In a fortnight that has seen Microsoft mobile lead Andy Lees encourage staff to write their own Windows Phone 7 (WP7) apps to help support the launch, the company is (allegedly) cooking up an employee developer program to fast-track apps made privately within Microsoft.
But is there an issue here? Will developing for WP7 be a struggle and will the weight of momentum carrying iPhone app development experience any turbulence? What would be really nice here is if all the children would agree to get along and play nicely together so that sharing (let’s call it porting shall we?) would be a breeze.
Then we’d all get more apps, more quality, more choice, more value and more interoperability. Sadly, this does not look likely.
Mobile development specialist Terence Eden works with developers on both platforms and has this to say on the subject.

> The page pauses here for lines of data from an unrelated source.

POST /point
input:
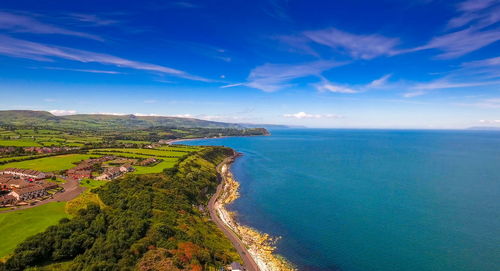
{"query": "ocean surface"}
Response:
(358, 200)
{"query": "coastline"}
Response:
(173, 141)
(258, 246)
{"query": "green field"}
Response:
(156, 168)
(17, 226)
(19, 143)
(89, 183)
(53, 163)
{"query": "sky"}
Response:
(329, 64)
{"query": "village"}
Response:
(20, 187)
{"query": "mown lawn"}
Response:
(19, 143)
(151, 152)
(17, 226)
(53, 163)
(156, 168)
(90, 183)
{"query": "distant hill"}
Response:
(97, 121)
(269, 126)
(484, 128)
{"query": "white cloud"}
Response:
(20, 23)
(444, 83)
(328, 86)
(357, 46)
(489, 62)
(304, 115)
(490, 121)
(472, 29)
(461, 42)
(492, 103)
(25, 49)
(379, 83)
(412, 94)
(59, 112)
(419, 89)
(273, 77)
(83, 70)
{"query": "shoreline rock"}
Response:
(261, 246)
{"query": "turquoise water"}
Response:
(374, 200)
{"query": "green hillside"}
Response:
(106, 122)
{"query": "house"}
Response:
(148, 161)
(7, 182)
(48, 185)
(126, 168)
(236, 267)
(28, 192)
(78, 174)
(7, 200)
(25, 173)
(110, 173)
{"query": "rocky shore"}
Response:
(260, 246)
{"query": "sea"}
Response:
(382, 200)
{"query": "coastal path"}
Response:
(248, 262)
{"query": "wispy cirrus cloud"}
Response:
(92, 19)
(304, 115)
(13, 22)
(471, 29)
(492, 103)
(356, 45)
(490, 121)
(419, 89)
(483, 12)
(273, 77)
(82, 70)
(31, 50)
(380, 83)
(461, 42)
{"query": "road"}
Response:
(71, 190)
(248, 262)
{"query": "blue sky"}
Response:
(352, 63)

“Porting apps to WP7 from iPhone is close to impossible in the traditional sense of porting. This is simply because iPhone development requires a Mac running OS X and WP7 development requires a PC running Windows Vista or Windows 7. So, essentially, I have to buy another machine and/or another operating system if I want to do both.”
“While there are some coding similarities – the platforms are different enough to render porting ineffective. It really does require ground up rewrites. Of course, the same assets can be used – graphics, network APIs, sounds, etc – but the user interface guidelines are strict enough to warrant redoing many screens from scratch.”
“That said, the development tools for WP7 are fantastic. The demos, tutorials and support from Microsoft are second to none. But you won’t see many ‘ports’ of complex iPhone apps unless they’re created by companies with significant resources.”
So what lies on the road ahead (to coin a Bill Gates book title) for WP7 development? Well Microsoft’s internal app development programme certainly has limits, the staff members are not allowed to profit from any of the development they do, as they would be in violation of their original employment contracts. So don’t expect the next Twitter any time soon.
In terms of where the Windows Phone 7 sits as a device, I will defer again to Terence Eden’s erudite opinion which he has expressed in his blog which you can read for yourself here on an ongoing basis.
“WP7 is the first device that I’ve seen which has been designed from the ground up for both work and play. It has an (unfair?) advantage working with Microsoft’s range of enterprise software – OneNote, SharePoint, Outlook – as well as having the necessary range of security policies for a corporate environment. On the play side, it has total integration with Xbox and a wicked set of 3D graphics,” said Eden.
As to whether the WP7 and iPhone marriage will ever flourish, I will this time defer to Rudyard Kipling, in his Barrack-room ballads, 1892:
“Oh, East is East, and West is West, and never the twain shall meet.”